Inverse reached Ashwin Vasavada, a project scientist with NASA’s Mars Science Laboratory, by email. He explains how we know what we know regarding water on Mars, and how his team is getting closer to evidence of Martian life.

Ashwin Vasavada

Frederick M. Brown / Getty

How do we know there were ancient lakes on Mars? How do we explain their existence?

The Curiosity rover has been exploring Gale Crater for over three years. As it crossed the plains toward a three-mile-high mountain in the center of the crater, images of the landscape began to reveal a pattern. Near the start of its traverse, the rover saw coarse gravel that would have been carried by flowing streams. Then we saw tilted beds of sandstone, like those within river deltas on Earth, that form when rivers and streams meet bodies of standing water. Finally, we saw layers of fine-grained rock that could form as sediment settles out within lakes. So we were able to see the entire “life cycle” of water on Mars, from the headwaters to the lakes, based on the sediments left behind.

What’s our best guess as to what Mars looked like 3.5 billion years ago?

Early Mars remains a mystery, but our results provide a very important clue. We have been debating for decades whether early Mars was cold and dry like today, but with occasional brief wet episodes, or whether early Mars was continuously warm and wet. The abundant evidence for water in the landscapes that date from early Mars were ambiguous; they could have formed either way. But now Curiosity has found evidence that requires a humid planet for perhaps millions of years. This means the atmosphere and climate were quite different from today, but we don’t yet understand how that happened.

Why doesn’t Mars look like that now?

One thing we’re quite sure of these days is that Mars once had a thicker atmosphere. This would have made it warmer, perhaps enough to sustain the ancient lakes that Curiosity discovered. But it didn’t last. Being a smaller planet, Mars cooled more quickly than Earth. At some point early on, it cooled so much that its interior no longer generated a magnetic field. Once that protective shield was gone, its atmosphere was slowly stripped away by the sun. The current, thin atmosphere on Mars is both too cold and too thin to support much liquid water. The NASA MAVEN mission is studying this same process as it occurs today on Mars.

OK, so what does this tell us about the possibility of past or present life on Mars? What does it tell us about the possibility of life elsewhere in our galaxy and universe?

In the past few decades, we’ve found oceans of liquid water all over the solar system. With water required for all life as we know it, the possibilities of life in the past and present have certainly increased. Most of these places have been underground on icy moons of Jupiter and Saturn. But with these discoveries on Mars, we now know that there was a rocky planet in the solar system other than Earth where abundant liquid water was at the surface for millions of years, a time long enough for life to potentially take hold.

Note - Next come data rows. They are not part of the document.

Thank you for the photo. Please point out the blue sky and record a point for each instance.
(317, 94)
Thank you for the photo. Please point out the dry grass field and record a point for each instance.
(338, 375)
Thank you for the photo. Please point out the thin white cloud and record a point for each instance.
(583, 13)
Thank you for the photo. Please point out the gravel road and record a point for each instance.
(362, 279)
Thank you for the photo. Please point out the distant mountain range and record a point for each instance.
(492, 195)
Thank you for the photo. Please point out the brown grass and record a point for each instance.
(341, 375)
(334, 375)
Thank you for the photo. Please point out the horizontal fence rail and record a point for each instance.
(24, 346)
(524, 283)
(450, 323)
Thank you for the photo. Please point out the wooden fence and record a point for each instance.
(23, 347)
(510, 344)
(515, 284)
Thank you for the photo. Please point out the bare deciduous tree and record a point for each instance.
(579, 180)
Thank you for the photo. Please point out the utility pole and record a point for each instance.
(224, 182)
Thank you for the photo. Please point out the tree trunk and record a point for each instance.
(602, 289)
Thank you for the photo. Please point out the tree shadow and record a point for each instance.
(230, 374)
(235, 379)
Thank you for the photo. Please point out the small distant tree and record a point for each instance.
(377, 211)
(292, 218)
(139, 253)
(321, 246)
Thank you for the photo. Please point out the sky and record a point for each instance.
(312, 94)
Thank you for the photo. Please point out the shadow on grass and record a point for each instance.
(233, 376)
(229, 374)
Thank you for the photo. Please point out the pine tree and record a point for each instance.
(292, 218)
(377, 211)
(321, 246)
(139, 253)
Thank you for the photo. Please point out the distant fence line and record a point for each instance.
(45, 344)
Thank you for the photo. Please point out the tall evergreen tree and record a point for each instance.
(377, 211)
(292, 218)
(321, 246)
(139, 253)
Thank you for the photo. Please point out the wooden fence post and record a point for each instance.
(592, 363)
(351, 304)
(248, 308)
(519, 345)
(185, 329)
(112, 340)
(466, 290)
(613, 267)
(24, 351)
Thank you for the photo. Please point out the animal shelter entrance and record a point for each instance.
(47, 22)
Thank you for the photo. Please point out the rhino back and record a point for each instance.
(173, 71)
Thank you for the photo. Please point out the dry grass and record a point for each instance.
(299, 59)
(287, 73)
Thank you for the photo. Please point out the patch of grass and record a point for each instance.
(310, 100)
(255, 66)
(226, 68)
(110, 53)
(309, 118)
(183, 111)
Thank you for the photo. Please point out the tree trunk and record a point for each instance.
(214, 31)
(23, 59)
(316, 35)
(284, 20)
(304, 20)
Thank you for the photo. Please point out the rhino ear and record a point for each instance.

What’s the next big Mars discovery going to be about, if you had to guess?

Ongoing exploration of Mars will continue to reveal how diverse and Earth-like the planet is, especially in its past. Who knows what big discoveries lie ahead! We are driven by the ultimate question of whether life ever took hold, but that is a very challenging question to answer.

A view from the Kimberley formation on Mars, taken by NASA's Curiosity rover.